HP has posted the findings of a new study on cloud computing security.
The company commissioned the study along with the Cloud Security Alliance in the run-up to the RSA 2010 conference, which opens today. The peer-review study examined 29 enterprises, service providers and consulting firms.
Researchers found that companies faced a mixture of both malicious and accidental data loss dangers when adopting web services.
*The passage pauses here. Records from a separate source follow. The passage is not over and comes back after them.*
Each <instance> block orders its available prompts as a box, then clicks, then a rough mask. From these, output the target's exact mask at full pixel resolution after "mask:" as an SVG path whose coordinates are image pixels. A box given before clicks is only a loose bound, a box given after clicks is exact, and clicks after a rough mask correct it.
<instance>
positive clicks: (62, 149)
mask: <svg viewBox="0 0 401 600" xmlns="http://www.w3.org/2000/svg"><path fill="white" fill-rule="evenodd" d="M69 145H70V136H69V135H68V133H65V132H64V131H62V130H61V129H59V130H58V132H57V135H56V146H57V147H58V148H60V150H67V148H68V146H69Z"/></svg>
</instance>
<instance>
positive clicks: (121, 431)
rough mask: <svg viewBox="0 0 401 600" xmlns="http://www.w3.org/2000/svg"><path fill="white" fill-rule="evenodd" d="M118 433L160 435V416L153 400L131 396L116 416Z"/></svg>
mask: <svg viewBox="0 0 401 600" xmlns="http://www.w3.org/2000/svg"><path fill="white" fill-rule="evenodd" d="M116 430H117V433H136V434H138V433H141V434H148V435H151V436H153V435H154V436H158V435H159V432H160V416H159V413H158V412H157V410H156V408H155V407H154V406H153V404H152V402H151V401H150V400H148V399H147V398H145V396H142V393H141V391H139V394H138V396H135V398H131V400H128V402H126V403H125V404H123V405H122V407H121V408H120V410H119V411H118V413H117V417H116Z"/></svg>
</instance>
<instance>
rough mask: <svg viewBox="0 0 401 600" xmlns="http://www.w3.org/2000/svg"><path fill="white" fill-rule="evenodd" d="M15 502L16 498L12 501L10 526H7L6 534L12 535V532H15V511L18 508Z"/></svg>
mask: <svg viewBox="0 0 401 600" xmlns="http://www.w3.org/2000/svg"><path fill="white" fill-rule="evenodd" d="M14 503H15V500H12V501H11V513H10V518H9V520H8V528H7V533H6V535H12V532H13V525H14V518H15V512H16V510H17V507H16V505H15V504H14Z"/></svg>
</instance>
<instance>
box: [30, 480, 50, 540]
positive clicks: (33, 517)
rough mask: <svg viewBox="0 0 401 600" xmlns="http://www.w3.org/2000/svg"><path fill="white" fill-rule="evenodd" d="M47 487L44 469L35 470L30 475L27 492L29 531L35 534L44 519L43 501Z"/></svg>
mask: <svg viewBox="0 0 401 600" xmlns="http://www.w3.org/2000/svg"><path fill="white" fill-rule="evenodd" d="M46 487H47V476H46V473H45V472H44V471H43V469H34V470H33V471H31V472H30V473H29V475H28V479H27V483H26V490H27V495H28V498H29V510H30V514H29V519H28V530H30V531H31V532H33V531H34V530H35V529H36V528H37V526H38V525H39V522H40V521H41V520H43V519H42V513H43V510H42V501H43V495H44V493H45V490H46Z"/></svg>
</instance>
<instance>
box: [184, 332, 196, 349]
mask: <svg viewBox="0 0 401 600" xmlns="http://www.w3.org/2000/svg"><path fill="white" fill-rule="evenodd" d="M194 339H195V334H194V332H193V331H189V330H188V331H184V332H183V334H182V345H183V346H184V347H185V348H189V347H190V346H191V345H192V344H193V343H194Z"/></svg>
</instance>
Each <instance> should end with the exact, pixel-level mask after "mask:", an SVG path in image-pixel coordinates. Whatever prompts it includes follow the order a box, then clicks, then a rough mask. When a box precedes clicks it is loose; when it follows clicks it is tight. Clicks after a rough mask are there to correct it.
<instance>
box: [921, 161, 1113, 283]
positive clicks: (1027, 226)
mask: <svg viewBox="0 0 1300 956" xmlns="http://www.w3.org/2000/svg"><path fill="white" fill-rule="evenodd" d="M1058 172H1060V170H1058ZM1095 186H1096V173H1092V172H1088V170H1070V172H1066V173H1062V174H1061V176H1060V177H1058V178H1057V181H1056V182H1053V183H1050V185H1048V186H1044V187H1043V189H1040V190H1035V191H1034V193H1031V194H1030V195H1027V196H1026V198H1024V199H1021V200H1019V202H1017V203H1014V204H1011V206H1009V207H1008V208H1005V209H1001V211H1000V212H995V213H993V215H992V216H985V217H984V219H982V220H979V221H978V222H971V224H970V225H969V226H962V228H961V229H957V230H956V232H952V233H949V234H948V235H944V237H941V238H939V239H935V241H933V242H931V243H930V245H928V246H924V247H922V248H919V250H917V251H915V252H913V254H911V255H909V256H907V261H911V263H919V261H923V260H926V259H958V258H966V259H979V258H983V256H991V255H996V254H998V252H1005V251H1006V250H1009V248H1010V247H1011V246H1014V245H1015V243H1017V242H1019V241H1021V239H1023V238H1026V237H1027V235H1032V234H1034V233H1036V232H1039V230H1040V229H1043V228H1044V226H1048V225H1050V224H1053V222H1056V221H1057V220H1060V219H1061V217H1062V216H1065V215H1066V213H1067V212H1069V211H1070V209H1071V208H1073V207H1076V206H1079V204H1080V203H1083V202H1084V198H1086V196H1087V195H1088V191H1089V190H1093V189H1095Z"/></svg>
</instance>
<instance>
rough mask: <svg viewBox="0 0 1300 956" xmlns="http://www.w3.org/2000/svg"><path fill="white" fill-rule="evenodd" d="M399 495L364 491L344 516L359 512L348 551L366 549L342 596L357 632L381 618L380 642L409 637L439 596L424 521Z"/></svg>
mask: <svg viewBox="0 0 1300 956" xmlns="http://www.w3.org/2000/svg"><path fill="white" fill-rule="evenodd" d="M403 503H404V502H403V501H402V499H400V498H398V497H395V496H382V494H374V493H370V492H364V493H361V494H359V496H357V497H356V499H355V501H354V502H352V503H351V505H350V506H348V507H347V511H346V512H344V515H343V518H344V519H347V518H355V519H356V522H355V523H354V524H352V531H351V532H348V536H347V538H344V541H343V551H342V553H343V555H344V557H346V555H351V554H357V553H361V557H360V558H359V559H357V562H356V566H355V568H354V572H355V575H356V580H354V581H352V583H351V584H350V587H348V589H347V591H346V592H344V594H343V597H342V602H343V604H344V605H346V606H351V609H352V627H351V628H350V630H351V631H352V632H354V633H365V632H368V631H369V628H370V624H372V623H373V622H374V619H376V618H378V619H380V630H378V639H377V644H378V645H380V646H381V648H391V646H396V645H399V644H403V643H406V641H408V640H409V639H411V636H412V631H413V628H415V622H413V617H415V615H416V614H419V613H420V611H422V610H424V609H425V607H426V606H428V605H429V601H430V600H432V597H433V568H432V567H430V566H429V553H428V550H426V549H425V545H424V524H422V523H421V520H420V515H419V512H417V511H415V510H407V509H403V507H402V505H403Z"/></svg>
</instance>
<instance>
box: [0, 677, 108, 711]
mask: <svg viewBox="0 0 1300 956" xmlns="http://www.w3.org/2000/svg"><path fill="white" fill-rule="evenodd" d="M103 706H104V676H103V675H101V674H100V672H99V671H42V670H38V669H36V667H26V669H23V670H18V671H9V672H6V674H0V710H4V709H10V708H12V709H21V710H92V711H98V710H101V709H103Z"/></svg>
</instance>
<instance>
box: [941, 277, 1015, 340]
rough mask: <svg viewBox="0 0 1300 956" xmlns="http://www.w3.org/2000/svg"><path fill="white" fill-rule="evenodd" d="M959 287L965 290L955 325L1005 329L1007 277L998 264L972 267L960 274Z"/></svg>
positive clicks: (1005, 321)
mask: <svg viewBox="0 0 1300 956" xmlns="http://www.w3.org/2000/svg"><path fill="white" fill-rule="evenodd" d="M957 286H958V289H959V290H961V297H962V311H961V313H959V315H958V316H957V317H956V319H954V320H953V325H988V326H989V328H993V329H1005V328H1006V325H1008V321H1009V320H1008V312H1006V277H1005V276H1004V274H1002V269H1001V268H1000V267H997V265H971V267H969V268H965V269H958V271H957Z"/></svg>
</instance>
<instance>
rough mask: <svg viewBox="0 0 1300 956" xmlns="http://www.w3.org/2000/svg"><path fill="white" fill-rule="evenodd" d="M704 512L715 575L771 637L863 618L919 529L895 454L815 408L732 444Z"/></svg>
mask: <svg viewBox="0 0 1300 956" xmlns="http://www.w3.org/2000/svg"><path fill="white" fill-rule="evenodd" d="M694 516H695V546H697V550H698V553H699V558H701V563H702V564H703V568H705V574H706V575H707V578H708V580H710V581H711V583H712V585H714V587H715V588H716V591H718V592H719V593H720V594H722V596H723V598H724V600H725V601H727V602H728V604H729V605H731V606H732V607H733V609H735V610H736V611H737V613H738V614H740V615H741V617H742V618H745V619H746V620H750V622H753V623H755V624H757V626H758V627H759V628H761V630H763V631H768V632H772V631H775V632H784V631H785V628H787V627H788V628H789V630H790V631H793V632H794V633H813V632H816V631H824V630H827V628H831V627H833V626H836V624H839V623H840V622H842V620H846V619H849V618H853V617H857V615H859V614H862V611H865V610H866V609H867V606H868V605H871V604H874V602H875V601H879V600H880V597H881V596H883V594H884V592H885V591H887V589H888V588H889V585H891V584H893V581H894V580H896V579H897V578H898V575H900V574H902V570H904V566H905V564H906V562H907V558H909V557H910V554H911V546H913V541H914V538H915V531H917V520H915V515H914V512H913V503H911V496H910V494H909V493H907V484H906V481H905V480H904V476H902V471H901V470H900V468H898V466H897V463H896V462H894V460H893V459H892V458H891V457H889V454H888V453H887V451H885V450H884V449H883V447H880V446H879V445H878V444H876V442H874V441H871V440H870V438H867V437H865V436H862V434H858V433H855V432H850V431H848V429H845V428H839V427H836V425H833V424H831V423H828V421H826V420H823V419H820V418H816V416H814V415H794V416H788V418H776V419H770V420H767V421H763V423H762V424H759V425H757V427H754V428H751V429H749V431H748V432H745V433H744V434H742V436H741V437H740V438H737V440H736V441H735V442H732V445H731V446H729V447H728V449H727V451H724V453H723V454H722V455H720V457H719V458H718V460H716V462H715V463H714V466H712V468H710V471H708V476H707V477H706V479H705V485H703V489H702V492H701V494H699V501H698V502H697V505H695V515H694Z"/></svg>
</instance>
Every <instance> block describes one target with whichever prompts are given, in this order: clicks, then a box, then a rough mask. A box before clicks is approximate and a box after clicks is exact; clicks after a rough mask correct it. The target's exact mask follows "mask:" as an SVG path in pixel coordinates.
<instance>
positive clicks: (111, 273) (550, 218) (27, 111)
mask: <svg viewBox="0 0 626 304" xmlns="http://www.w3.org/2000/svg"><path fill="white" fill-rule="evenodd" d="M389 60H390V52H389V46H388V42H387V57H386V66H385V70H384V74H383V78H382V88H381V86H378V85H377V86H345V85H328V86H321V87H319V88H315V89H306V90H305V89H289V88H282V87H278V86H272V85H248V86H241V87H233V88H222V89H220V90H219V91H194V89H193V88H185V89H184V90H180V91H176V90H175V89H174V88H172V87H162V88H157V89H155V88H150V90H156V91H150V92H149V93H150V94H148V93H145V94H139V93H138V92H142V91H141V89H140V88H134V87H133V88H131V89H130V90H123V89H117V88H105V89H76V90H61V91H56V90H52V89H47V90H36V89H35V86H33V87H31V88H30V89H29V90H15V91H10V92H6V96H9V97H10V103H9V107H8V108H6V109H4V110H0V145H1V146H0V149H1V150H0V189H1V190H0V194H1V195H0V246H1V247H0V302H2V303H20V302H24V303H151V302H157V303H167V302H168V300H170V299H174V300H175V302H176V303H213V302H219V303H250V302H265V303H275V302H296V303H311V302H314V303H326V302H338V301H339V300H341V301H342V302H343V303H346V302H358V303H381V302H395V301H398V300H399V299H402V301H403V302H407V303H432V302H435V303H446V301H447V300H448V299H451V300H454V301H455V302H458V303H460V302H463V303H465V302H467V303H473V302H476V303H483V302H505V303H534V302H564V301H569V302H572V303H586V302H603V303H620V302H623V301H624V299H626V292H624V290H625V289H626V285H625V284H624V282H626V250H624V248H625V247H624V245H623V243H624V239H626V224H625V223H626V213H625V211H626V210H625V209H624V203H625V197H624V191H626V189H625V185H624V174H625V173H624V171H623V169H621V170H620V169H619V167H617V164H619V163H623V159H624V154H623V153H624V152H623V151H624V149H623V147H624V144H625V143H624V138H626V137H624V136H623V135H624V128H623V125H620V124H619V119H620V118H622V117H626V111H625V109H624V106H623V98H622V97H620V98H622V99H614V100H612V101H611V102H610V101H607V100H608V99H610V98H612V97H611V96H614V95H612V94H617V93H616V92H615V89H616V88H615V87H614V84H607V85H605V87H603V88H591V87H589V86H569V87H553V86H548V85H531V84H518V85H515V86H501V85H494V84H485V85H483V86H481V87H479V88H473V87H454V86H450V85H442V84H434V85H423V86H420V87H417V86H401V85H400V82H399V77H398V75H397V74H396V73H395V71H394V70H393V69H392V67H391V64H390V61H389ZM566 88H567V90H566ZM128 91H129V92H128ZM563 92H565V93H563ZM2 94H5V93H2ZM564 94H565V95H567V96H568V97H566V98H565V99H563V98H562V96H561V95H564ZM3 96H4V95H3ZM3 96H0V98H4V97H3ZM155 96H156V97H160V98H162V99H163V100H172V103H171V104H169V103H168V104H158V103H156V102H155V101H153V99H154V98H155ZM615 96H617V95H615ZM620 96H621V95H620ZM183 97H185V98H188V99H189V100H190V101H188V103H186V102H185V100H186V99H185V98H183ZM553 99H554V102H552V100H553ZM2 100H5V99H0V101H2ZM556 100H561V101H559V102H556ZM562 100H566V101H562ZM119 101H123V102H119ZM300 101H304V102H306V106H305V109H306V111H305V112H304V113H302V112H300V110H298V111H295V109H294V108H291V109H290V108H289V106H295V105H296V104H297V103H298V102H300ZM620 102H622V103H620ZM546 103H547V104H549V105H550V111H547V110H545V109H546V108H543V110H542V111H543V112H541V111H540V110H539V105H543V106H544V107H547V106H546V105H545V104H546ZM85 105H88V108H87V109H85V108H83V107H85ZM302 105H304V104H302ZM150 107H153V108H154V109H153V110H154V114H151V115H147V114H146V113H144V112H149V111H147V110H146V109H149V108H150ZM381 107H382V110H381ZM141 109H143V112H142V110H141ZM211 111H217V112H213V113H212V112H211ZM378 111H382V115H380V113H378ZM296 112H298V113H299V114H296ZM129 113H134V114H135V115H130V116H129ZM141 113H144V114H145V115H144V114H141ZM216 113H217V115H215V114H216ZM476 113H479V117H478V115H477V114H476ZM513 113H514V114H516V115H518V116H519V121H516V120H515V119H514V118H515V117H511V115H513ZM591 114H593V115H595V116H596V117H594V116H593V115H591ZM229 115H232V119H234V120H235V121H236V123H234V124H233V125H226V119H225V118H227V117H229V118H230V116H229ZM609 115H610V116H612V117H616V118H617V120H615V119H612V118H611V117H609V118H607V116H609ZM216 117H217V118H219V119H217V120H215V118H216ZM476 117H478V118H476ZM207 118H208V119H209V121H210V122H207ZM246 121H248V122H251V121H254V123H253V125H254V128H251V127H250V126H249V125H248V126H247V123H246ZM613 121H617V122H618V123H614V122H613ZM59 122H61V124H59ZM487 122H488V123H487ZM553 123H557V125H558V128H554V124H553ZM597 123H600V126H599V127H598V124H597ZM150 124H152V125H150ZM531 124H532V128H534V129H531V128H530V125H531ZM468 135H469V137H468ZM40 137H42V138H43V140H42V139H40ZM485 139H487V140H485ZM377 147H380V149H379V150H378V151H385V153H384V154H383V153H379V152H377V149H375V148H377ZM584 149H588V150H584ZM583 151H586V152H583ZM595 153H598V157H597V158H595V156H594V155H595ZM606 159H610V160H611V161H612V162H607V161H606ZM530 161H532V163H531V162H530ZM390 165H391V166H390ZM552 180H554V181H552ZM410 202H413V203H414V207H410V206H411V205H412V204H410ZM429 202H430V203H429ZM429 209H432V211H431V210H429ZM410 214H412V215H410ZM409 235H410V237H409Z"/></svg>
The vulnerabilities also varied from malicious internal attacks to unintentional breaches from partners or end-users.
Among the most critical areas of vulnerability outlined in the report were application programming interface (API) development tools.
By tying so many other services into a cloud computing application, researchers suggested that companies were putting themselves at risk for a "weakest link" situation in which one service can be compromised and lead to an attack on all connected applications.
Other possible risks noted in the report include actions from malicious or disgruntled administrators and employees, online malware attacks and botnets, and the possibility of account theft.
By issuing the report, the companies hope to help firms better plan their cloud transitions and better understand cloud security, often cited as a major hurdle for the adoption of online services.
"Cloud services are clearly the next generation of information technology that enterprises must master," said Jim Reavis, security consultant and founder of the Cloud Security Alliance.
"The objective of this report was to not only identify those threats which are most germane to IT organisations but also help organisations understand how to proactively protect themselves."